Since it took years of begging doctors for what I knew to be the right pills, and having them paternalistically pat me on the head with the assertion that what they wanted to prescribe was better for me, I continued to go downhill. To the point that just walking to the kitchen 3x a day to grab a quick meal was too much, and I had to stash bottled water and cereal bars under the bed so I could stay within my physical exertion limits and at least hold steady instead of continuing to deteriorate.

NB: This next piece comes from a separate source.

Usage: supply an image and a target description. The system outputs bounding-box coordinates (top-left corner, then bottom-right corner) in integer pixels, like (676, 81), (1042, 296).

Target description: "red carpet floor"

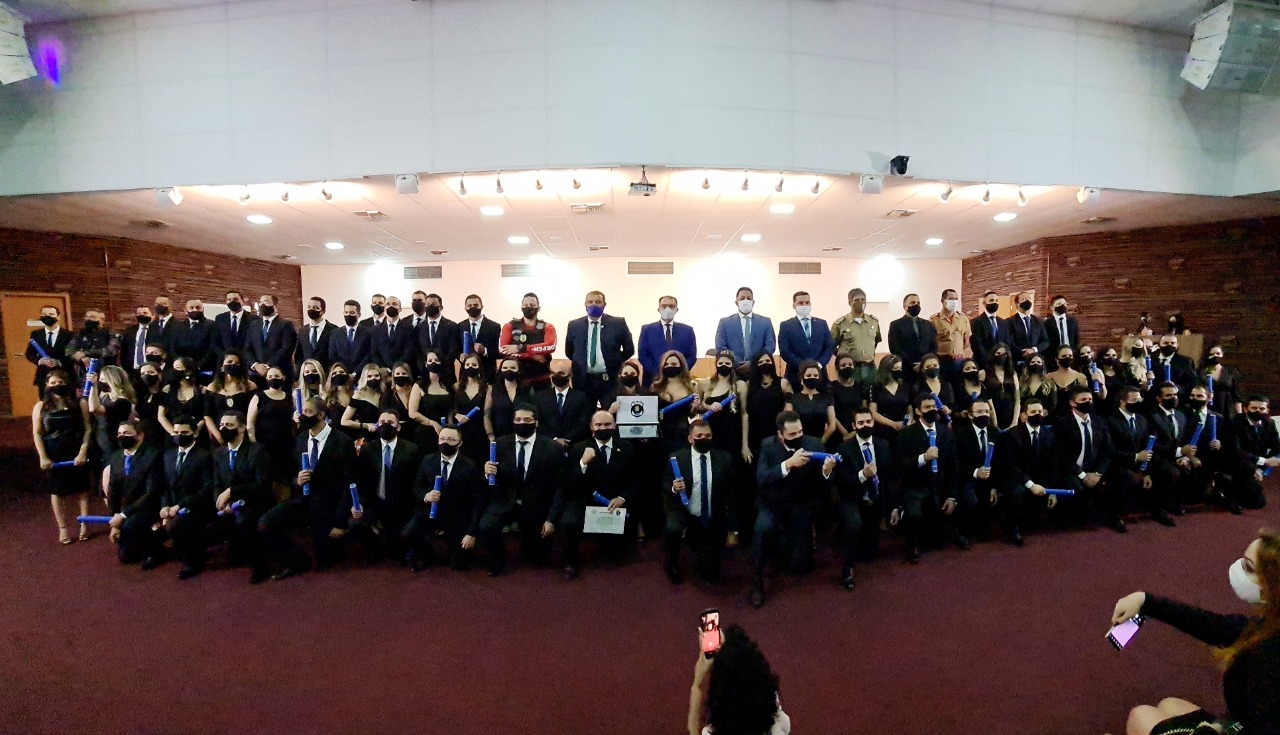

(0, 478), (1280, 735)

It wasn't till I got a doctor to listen to me that what I needed was sleeping pills, not anti-depressants, that things turned around. A couple months after going on the sleeping pills, I started to run a 101 fever. When it hadn't gone away after a week, I consulted a nurse-friend, who chortled "Congratulations, you have a functioning immune system again!" The fever stuck around for six months, and when it finally broke, I felt better than I had in ages: my immune system finally had the upper hand over the virus again. But, as one specialist later told me, by then the physical damage was done; I'd been allowed to deteriorate too far by doctors who thought CFS could be treated with anti-depessants (they've repeatedly been proven useless against CFS), and I would *never* be able to return to work full-time.
I'm determined to prove him wrong, but it will take time. CFS expert Dr. Murphree (www.DrRodger.com) tells me that for every year of deterioration, you need at least one year of recuperation. The odds of recovery are best in the first five years, and I was almost exactly five years from the start of the relapse when I saw Dr. Murphree. Maybe the year on the experimental sleeping pills bought me some time, maybe not, since I spent most of that year sicker than a dog with the fever.
I can now (most of the time) go out for lunch with a friend without it costing me 3 days of resting up before and 3 days of resting up after, but I still feel it if I try to go out more than 2 hours at a time, or more than twice a week.
The moral of this story is: Don't ever think you're cured and can do whatever you want.
Even when you think you're in remission, you will never again be able to push yourself as hard as you did pre-CFS, because the threat of a relapse is always lurking just around the corner. It's not an irrational phobia, it's a very real threat. Don't let anyone tell you that your problem is "fear of exercise" or "fear of work" or "fear of fear" ... there's a virus in your system that is just waiting for another illness to tax your immune system enough for the virus to get the upper hand again. Taking preventive measures to prevent that is not "fear", it's good old common sense. Something a lot of the CFS detractors and psychologizers seem to lack.